You Tell Me is Field Music’s Peter Brewis and Admiral Fallow member Sarah Hayes. Today they have shared details of their self-titled debut album and new single ‘Invisible Ink’. Their eponymous debut album was the last to be recorded at the old Field Music recording HQ and is set to be released on 11 January 2019 on Memphis Industries.
Following debut single ‘Clarion Call’, new song ‘Invisible Ink’ is the perfect window into You Tell Me’s debut album. Opening with a perpetual-motion piano line, the track combines Field Music’s expansive production with intimate and personal story-telling. According to Sarah, the song deals with “expectations and people’s individual ways of navigating these”.
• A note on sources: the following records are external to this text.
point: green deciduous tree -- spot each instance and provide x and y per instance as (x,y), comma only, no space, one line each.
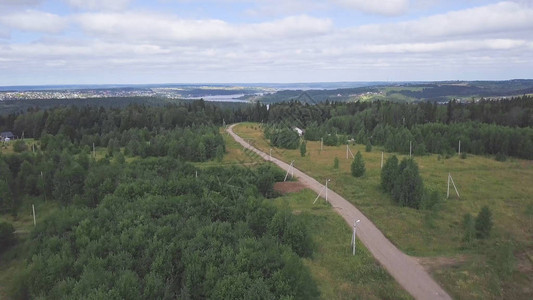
(408,187)
(389,173)
(303,149)
(336,163)
(7,235)
(358,165)
(469,228)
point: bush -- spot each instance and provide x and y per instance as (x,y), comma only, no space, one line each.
(500,157)
(484,223)
(469,228)
(408,187)
(389,173)
(331,140)
(358,165)
(19,146)
(283,138)
(368,147)
(7,235)
(303,149)
(430,200)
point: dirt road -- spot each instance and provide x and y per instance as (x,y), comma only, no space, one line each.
(405,269)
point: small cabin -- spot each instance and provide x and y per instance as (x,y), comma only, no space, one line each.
(6,136)
(299,131)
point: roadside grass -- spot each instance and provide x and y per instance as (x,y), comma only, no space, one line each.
(504,186)
(235,155)
(339,274)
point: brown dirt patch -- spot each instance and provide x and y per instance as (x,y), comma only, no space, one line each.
(288,187)
(433,263)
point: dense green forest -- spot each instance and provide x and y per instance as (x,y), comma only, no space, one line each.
(152,226)
(486,127)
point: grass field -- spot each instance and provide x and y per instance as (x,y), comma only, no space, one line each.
(338,273)
(494,268)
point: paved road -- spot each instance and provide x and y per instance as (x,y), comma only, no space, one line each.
(405,269)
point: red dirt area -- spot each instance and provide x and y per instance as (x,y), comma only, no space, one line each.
(288,187)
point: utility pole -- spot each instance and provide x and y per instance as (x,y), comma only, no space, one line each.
(354,236)
(33,209)
(327,190)
(450,179)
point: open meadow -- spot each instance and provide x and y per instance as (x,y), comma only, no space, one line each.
(500,266)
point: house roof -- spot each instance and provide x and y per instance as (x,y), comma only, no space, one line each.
(7,134)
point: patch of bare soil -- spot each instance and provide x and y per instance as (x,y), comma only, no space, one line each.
(434,263)
(288,187)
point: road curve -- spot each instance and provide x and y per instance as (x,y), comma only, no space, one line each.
(405,269)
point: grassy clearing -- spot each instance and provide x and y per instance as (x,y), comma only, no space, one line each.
(338,273)
(12,261)
(504,186)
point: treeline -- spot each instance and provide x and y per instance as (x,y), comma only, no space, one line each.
(77,122)
(431,128)
(61,170)
(515,112)
(159,231)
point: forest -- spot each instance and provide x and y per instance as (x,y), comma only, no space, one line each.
(501,128)
(142,222)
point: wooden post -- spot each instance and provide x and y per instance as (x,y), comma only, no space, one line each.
(33,209)
(448,193)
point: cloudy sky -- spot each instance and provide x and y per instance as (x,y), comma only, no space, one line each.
(229,41)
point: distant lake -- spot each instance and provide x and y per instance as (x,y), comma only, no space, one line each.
(220,98)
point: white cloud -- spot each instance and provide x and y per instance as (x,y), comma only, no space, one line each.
(34,21)
(154,27)
(143,46)
(19,2)
(114,5)
(381,7)
(506,18)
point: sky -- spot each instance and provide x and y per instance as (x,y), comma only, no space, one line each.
(44,42)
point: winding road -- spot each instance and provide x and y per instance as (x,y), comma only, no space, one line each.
(405,269)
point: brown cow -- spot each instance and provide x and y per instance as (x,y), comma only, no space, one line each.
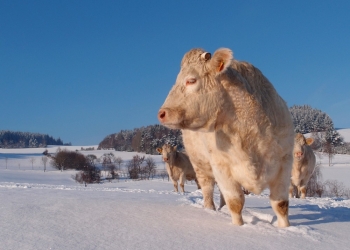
(242,129)
(178,166)
(303,165)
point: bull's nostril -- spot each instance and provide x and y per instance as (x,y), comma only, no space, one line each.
(161,114)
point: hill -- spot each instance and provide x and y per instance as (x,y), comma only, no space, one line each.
(51,211)
(16,139)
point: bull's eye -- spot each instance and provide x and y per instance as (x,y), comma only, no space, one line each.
(191,81)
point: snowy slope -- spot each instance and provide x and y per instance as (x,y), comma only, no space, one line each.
(345,133)
(50,211)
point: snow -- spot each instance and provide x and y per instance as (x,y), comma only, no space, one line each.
(48,210)
(345,133)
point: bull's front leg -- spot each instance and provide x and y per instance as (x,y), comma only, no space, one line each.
(291,190)
(232,194)
(206,183)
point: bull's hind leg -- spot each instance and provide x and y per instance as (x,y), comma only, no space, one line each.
(302,190)
(279,189)
(175,186)
(182,182)
(234,197)
(198,186)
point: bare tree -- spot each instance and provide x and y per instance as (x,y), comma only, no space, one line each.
(328,148)
(134,167)
(119,162)
(107,159)
(315,185)
(164,174)
(32,160)
(44,160)
(336,189)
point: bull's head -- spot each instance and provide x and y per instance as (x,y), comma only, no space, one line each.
(196,99)
(300,143)
(167,152)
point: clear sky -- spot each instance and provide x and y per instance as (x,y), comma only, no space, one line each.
(81,70)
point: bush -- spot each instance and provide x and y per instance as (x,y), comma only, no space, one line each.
(65,159)
(315,187)
(90,175)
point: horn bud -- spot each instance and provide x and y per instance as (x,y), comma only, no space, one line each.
(206,56)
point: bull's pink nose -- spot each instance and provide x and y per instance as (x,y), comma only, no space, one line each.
(299,154)
(161,115)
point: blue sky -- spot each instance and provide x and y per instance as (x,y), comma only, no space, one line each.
(81,70)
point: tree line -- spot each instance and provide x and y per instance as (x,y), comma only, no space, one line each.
(91,169)
(305,119)
(15,139)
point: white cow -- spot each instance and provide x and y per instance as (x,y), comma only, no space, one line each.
(178,166)
(242,129)
(303,165)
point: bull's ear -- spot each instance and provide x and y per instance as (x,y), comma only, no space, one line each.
(309,141)
(221,60)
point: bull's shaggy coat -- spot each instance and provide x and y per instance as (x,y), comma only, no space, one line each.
(236,129)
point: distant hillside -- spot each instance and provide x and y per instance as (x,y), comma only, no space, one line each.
(15,139)
(145,139)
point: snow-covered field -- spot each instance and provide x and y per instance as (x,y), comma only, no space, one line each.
(48,210)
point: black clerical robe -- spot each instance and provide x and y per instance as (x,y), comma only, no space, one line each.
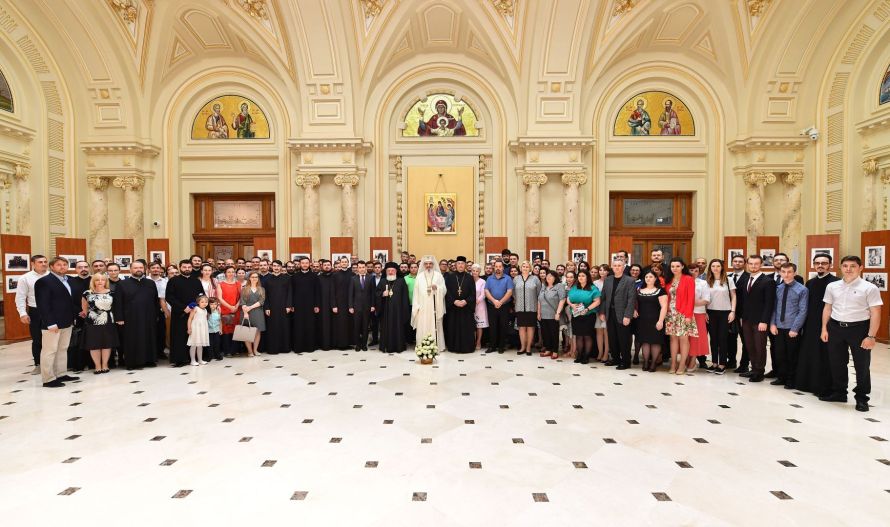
(460,329)
(136,305)
(278,301)
(343,326)
(394,312)
(813,372)
(324,322)
(305,290)
(181,291)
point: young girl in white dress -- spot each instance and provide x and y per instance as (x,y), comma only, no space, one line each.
(199,331)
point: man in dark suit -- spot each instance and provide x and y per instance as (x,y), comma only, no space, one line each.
(57,312)
(619,300)
(759,303)
(361,305)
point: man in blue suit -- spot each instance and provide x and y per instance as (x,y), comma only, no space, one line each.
(55,303)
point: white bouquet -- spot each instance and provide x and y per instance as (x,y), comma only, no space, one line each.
(427,349)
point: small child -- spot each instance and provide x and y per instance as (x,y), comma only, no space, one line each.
(199,332)
(214,323)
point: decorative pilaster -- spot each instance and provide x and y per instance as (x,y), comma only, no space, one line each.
(23,198)
(347,182)
(311,225)
(791,217)
(869,189)
(571,180)
(100,242)
(134,210)
(756,182)
(533,182)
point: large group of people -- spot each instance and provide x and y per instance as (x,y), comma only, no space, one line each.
(670,313)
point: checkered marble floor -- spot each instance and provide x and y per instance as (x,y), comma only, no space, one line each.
(365,438)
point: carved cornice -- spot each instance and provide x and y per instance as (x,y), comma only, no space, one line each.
(759,179)
(131,182)
(307,181)
(346,180)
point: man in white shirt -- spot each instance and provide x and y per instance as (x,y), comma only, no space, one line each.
(850,321)
(26,305)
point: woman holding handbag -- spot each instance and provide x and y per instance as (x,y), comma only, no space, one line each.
(253,296)
(228,291)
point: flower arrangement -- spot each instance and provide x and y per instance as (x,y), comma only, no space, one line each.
(427,349)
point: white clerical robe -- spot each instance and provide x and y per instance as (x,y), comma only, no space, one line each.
(429,307)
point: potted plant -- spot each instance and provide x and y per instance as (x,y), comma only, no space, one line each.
(427,349)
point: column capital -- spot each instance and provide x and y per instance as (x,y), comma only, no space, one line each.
(534,178)
(307,181)
(131,182)
(794,177)
(759,179)
(574,178)
(346,180)
(97,182)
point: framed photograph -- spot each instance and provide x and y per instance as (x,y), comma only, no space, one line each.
(73,259)
(537,254)
(18,262)
(441,211)
(824,250)
(732,253)
(158,256)
(381,255)
(874,257)
(123,260)
(879,279)
(12,283)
As one half of Field Music, Peter Brewis has been honing the craft of pop song-writing for almost fifteen years, whilst Sarah Hayes has been exploring contemporary folk in her solo work, and the world of indie-pop via her band Admiral Fallow. After meeting at a Kate Bush celebration concert, the pair clicked. “I’d been an admirer of Field Music for a good while before meeting Peter at the gig,” Sarah recalls. “So I was pleased to discover he wasn’t an insufferable diva, and delighted that he was keen to try working on some music together.” Peter had been “blown away” by Sarah’s voice during a rendition of “This Woman’s Work” and when investigating her solo work heard a lot of parallels to what he was trying to do in Field Music, while talking about their shared love of artists such as The Blue Nile, Jon Brion, Rufus Wainwright, Tortoise & Randy Newman then got to work.
By blending their distinct compositional talents, they’ve created a record that possesses their own clear styles but also a new voice too. With both of them writing songs and lyrics, Peter describes it as “a sort of dual-personal record”. Sonically, the result is a subtly crafted album with a rich and intricate sense of composition, in which strings glide above multi-layered keyboards and percussion, and vocal melodies wrap around one another in snug unison. In many senses it feels like a classic songwriter record – rich in craft, songs, arrangements and vocal interplay – yet it manages to feel stylistically contemporary and void of nostalgia.
Lyrically, Peter says, “most of the songs seemed to either be about conversations, be conversational or about talking or not talking.” Sarah echoes this: “the subject of communication – talking and listening, guessing and questioning – looms large on this record and in general for me. It’s something I think about a lot.” Which makes sense given that this record is fundamentally a musical conversation between two new collaborators and friends, a constant back and forth of new ideas, shared influences and the expunging of inner feelings.
For Sarah this approach was an experiment that paid off. “Making this record has taken me out of my comfort zone,” she says. “We found a way of working which, while still peppered with various conundrums that crop up in making an album, was also fun and freeing. It can be a bit of an overused word, but I think this is a genuine and meaningful collaboration.”